BLUEBACK: 3 STARS. “a well-intentioned but heavy-handed film.”
We’ve all seen boy and his dog movies about the deep relationship between humans and animals like “White Fang” and the simply named “Dog,” with Channing Tatum and a Belgian Malinois.
“Blueback,” a new Australian family picture starting Mia Wasikowska and now playing in theatres, mines similar territory, but this time it’s the story of a girl, her blue groper and the love of the ocean.
Wasikowska Is marine biologist Abby who grew up exploring the ocean around the coast of her Western Australian childhood home. “We were born in the water,” says her mother Dora (Elizabeth Alexander).

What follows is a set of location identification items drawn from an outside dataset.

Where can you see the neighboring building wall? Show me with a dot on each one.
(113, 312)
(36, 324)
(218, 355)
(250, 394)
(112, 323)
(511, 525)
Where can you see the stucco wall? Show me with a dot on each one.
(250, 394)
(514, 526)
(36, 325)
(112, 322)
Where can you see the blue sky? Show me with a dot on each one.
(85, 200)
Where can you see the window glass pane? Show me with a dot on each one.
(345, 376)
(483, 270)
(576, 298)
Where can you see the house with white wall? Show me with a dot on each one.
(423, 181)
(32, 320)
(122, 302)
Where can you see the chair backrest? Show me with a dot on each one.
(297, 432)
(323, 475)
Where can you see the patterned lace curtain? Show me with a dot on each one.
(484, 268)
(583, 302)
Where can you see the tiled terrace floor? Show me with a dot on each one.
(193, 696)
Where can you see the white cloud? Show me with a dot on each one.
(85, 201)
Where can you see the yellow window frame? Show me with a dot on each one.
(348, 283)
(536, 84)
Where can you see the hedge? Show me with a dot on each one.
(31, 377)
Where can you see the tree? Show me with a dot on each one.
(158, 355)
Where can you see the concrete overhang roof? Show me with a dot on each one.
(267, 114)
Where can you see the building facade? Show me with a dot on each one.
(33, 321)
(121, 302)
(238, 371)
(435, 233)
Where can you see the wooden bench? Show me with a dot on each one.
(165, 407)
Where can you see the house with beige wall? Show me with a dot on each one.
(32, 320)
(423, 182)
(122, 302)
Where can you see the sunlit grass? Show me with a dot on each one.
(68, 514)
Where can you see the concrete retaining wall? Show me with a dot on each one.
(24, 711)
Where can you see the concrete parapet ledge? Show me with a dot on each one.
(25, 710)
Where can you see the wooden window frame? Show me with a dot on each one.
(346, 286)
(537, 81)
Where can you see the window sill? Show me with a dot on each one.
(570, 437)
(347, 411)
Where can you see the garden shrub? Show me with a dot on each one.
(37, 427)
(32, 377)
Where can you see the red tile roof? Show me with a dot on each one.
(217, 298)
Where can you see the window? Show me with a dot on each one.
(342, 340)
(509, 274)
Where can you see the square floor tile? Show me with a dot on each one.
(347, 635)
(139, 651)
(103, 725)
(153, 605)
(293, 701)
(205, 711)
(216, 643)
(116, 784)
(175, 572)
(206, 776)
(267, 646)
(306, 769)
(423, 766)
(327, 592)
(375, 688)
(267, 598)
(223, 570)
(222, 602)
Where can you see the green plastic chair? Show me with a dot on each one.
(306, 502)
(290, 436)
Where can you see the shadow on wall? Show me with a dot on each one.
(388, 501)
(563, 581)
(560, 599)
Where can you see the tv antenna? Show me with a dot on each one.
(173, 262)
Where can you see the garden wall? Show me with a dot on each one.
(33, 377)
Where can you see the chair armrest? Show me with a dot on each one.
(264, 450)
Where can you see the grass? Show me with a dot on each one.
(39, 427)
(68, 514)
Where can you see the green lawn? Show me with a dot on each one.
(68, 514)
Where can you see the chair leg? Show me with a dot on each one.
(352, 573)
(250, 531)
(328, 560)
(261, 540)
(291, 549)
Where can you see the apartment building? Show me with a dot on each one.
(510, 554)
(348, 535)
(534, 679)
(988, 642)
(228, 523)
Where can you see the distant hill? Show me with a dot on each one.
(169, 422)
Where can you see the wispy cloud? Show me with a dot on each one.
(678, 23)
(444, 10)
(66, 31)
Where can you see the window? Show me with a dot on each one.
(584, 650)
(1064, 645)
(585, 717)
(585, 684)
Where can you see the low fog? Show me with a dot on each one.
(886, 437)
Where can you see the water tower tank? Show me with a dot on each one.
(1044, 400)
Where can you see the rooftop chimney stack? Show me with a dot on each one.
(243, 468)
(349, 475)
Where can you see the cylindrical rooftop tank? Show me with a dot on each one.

When Dora suffers a debilitating stroke that leaves her unable to speak, Abby returns home. Hoping a return to the sea will aid in Dora’s recovery, they travel to the coast.
From here, the story toggles between Abby’s childhood and the discovery of a rare blue groper—the Blueback of the title—that inspired the eco-activism that shaped her life, and the present day.
“Blueback” is a well-intentioned but heavy-handed film that mixes-and-matches mother and daughter dynamics with messages about the fragility of marine environments and the importance of conservationism. The movie’s main thrusts are intertwined and, unfortunately, over explained. Repetition and excessive exposition blunt the movie’s mission somewhat, despite fine performances from Wasikowska and Radha Mitchell, who plays Dora in the flashbacks.
The film’s storytelling deficiencies, however, are alleviated somewhat by beautiful underwater photography and the urgency of the conservation messaging.